Bug 1500920 - Correct check for pretenured flag in unboxed objects constructors r=jandem
OBJECT_FLAG_PRE_TENURE is contained within OBJECT_FLAG_DYNAMIC_MASK, and so it
is set not only when pretenuring is required, but also whenever
OBJECT_FLAG_UNKNOWN_PROPERTIES is set.
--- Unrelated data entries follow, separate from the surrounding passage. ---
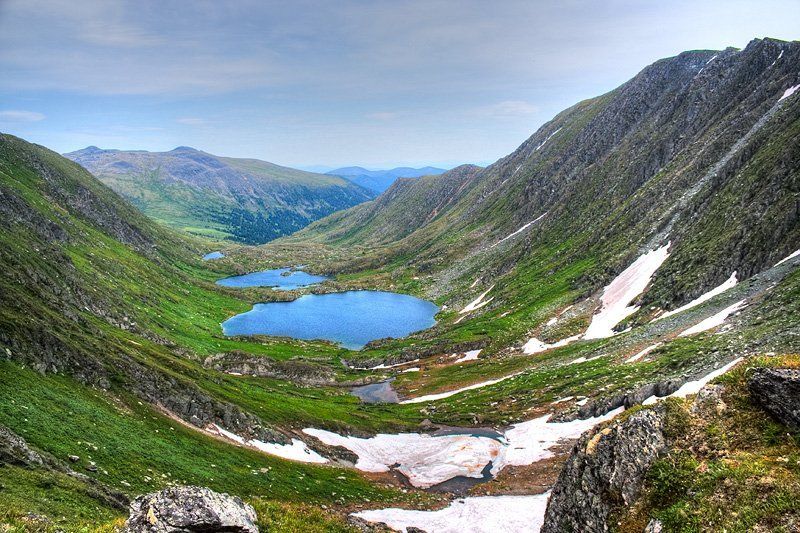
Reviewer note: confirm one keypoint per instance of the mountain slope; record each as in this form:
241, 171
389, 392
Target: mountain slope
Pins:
380, 180
246, 200
698, 150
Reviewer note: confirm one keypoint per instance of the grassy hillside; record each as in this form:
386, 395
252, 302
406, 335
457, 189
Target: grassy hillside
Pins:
107, 318
245, 200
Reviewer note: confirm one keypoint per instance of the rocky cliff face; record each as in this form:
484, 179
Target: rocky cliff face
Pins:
190, 509
777, 390
605, 470
698, 150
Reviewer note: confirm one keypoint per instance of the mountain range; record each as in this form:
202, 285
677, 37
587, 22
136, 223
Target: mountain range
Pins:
244, 200
616, 345
380, 180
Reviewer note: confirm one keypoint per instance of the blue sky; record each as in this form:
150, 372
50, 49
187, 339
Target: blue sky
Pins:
301, 83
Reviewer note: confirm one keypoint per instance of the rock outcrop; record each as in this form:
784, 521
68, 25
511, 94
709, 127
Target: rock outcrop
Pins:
190, 509
777, 390
606, 469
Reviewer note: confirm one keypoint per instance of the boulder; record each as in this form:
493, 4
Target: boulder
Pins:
777, 390
190, 509
606, 469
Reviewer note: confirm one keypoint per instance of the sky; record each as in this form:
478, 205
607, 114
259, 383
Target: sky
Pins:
316, 84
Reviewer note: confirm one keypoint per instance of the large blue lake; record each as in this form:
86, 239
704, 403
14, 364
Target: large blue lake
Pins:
279, 278
350, 319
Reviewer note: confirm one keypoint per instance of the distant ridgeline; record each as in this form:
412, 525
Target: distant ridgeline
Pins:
244, 200
379, 180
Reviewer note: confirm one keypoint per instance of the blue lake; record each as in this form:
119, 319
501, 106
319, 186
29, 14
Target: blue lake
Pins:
350, 319
279, 278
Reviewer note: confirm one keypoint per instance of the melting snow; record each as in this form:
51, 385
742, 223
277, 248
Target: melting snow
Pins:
547, 139
441, 395
622, 291
788, 257
584, 360
693, 387
383, 367
714, 320
789, 92
534, 345
643, 353
297, 450
528, 443
729, 283
520, 230
478, 302
777, 58
484, 514
471, 355
426, 460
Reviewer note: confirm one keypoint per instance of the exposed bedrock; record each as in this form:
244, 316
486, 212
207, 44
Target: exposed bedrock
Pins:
777, 390
606, 469
190, 509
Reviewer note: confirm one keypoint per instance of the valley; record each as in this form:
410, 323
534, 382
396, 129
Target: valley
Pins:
590, 308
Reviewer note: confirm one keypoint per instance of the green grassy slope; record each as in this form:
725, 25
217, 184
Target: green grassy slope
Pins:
245, 200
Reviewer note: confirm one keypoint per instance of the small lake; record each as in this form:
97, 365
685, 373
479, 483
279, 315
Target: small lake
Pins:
282, 279
351, 319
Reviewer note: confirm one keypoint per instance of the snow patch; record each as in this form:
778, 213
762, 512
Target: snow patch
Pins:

By not checking the
OBJECT_FLAG_UNKNOWN_PROPERTIES flag, the constructor will tenure allocate any
objects with the OBJECT_FLAG_UNKNOWN_PROPERTIES bit set, which may be overly
aggressive.
Differential Revision:
https://phabricator.services.mozilla.com/D9388
--- a/js/src/vm/UnboxedObject.cpp
+++ b/js/src/vm/UnboxedObject.cpp
@@ -128,20 +128,25 @@ UnboxedLayout::makeConstructorCode(JSCon
LiveGeneralRegisterSet savedNonVolatileRegisters = SavedNonVolatileRegisters(regs);
masm.PushRegsInMask(savedNonVolatileRegisters);
// The scratch double register might be used by MacroAssembler methods.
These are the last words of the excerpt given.